ChatGPT set a land record as the fastest growing web app in internet history. The capabilities are astonishing. New business momentum has reached tornado force. Along with other technology transformers from Stability, AWS, Meta and Google, OpenAI has shown that ‘we are not in Kansas anymore’. But where are we exactly?
In 2016, the Economist published an article predicting a revolution from Chatbots changing the way commerce was conducted. We have been working since 2015 in the field of conversational commerce and know something about this landscape. We ignored the hype and took a more measured path. From our vantage point, we witnessed a landscape littered with more than a few firms getting ahead of the market and technology.
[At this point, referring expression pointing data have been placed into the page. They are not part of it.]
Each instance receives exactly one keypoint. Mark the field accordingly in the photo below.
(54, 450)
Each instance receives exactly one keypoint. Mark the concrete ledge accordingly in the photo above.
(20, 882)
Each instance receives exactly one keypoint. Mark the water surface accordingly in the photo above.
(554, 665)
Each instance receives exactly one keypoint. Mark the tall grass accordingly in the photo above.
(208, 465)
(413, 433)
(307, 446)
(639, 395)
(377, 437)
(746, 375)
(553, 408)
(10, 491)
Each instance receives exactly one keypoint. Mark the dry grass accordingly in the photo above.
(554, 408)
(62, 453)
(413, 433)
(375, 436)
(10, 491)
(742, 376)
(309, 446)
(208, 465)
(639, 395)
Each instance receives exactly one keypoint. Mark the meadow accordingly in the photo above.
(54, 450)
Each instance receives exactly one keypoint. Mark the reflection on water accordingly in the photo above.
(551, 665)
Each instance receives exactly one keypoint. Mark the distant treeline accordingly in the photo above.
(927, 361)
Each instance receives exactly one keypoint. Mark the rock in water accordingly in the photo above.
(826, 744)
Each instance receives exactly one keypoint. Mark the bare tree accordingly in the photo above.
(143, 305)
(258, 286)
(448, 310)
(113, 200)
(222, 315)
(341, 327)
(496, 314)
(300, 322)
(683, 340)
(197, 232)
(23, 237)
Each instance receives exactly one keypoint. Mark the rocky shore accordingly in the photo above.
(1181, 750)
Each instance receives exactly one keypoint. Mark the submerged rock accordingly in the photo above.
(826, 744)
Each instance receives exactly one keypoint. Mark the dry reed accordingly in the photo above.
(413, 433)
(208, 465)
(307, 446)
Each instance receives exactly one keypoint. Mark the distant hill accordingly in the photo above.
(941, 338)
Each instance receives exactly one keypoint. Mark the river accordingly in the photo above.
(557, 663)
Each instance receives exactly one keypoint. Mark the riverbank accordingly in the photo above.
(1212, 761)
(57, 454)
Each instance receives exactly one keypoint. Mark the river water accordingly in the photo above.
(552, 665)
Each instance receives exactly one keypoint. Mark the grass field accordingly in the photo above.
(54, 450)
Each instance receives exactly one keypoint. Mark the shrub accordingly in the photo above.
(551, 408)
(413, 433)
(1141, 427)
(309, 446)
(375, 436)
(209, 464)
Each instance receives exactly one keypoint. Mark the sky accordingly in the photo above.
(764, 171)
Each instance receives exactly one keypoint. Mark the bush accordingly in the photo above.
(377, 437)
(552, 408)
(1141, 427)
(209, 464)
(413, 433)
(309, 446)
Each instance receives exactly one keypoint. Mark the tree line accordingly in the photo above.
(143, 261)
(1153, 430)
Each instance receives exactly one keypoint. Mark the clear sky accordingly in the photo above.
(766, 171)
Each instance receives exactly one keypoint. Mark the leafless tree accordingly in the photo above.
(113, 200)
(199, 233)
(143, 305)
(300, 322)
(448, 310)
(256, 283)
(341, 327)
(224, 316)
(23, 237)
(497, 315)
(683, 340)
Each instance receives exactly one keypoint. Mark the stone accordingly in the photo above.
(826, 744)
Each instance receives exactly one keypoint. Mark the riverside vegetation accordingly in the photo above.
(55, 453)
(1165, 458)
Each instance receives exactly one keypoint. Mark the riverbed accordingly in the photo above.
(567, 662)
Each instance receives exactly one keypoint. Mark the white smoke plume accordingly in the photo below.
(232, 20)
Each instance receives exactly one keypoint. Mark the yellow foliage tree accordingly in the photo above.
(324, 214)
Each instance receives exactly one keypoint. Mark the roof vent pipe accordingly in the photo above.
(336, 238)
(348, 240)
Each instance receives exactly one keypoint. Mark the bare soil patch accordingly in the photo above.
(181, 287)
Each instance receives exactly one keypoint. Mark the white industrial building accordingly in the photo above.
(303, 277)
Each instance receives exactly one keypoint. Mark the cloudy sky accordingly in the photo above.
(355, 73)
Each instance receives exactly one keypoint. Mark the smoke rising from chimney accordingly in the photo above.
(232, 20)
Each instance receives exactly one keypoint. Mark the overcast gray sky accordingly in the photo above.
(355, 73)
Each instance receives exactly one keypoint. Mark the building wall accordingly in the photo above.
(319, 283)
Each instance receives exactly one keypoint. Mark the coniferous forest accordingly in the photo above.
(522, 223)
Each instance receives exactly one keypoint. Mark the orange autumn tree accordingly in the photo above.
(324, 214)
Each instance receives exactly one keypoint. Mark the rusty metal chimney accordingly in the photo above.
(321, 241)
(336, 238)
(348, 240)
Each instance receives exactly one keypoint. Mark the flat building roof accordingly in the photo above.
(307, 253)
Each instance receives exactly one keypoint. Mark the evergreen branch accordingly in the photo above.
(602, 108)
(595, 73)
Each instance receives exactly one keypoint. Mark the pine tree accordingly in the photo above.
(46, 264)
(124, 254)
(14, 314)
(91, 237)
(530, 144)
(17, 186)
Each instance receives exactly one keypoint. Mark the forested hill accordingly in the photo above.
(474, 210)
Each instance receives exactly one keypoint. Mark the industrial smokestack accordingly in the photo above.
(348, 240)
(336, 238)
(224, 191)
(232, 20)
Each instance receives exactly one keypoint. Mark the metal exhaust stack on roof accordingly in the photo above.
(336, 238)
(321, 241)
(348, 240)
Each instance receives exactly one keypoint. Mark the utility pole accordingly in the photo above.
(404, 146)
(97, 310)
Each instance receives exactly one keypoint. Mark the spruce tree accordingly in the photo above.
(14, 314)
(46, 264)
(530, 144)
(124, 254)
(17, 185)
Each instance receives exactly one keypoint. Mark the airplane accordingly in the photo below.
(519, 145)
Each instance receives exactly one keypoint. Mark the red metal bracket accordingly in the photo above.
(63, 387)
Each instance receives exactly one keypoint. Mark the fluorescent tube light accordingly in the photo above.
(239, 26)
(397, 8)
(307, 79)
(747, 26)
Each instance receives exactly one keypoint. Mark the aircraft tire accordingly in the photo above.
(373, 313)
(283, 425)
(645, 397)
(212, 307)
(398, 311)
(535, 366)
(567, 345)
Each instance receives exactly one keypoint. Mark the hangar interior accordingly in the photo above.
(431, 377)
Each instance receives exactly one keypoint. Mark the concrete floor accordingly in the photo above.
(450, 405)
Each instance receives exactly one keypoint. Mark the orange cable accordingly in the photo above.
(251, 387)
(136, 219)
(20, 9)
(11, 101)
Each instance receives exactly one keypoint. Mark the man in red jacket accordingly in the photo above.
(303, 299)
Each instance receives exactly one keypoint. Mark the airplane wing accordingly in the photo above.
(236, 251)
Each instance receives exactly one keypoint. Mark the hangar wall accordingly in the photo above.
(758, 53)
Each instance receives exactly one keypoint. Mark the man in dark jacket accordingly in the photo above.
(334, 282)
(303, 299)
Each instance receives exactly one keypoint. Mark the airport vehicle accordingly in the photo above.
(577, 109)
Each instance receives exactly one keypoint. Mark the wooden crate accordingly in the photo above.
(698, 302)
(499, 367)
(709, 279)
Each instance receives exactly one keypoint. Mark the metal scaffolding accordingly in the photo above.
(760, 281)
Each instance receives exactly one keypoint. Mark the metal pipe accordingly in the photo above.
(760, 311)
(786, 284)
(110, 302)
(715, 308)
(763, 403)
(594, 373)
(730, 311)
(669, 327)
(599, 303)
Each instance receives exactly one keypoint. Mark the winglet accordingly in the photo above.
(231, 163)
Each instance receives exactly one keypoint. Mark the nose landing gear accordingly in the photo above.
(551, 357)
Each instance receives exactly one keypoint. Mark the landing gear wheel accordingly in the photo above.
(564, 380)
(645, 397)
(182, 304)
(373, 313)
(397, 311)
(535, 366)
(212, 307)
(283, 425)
In the current cycle, we’ve noted several enterprising startups that have harnessed technology and delivered viable products. Jasper released a platform to help content creators generate deliverables, like marketing copy and blog posts. More important, they identified a market segment worldwide that was underserved, and reached that segment with a platform that boosts productivity, enhances creative outcomes and builds community. But we’ve also noted thousands of other products being released which are helpful, even clever, but not gamechangers. Document search is one example that comes to mind.
The possibility of having a conversation with machines captivates the imagination. Alan Turing proposed in 1950 a test for digital machines attempting to mimic a human in a conversation. But as we explained in prior posts, conversational technology is hard even in the narrow context of document search. Human interactions tend to be elliptical, nuanced, and imprecise. Chatbots are coded to parse human language, draw inferences, classify intent or detect mood. They are expensive to build and to maintain for complex use cases. Whereas large language models, like ChatGPT, have delivered a whole new paradigm for human interaction, prioritizing billions of datapoints to generate a relevant answer, it relies on probabilistic judgments to predict relevance. That kind of precision is imprecise. While these types of models have been leveraged for decades in fraud detection and pricing, and most recently for content generation, things break down in chat. Precise imprecision does not pass the production test, much less the Turing test, for a whole class of use cases.
So where are we? At Strategic Machines, we see a wide range of conversational use cases that are beginning to emerge but require much more work. We see promise in using LLMs as logic layers, rather than data layers, but more on that later. So right now, while we are only at the beginning of this journey, “if we walk far enough we shall sometime come to someplace” (with apologies to Dorothy). That is precise imprecision.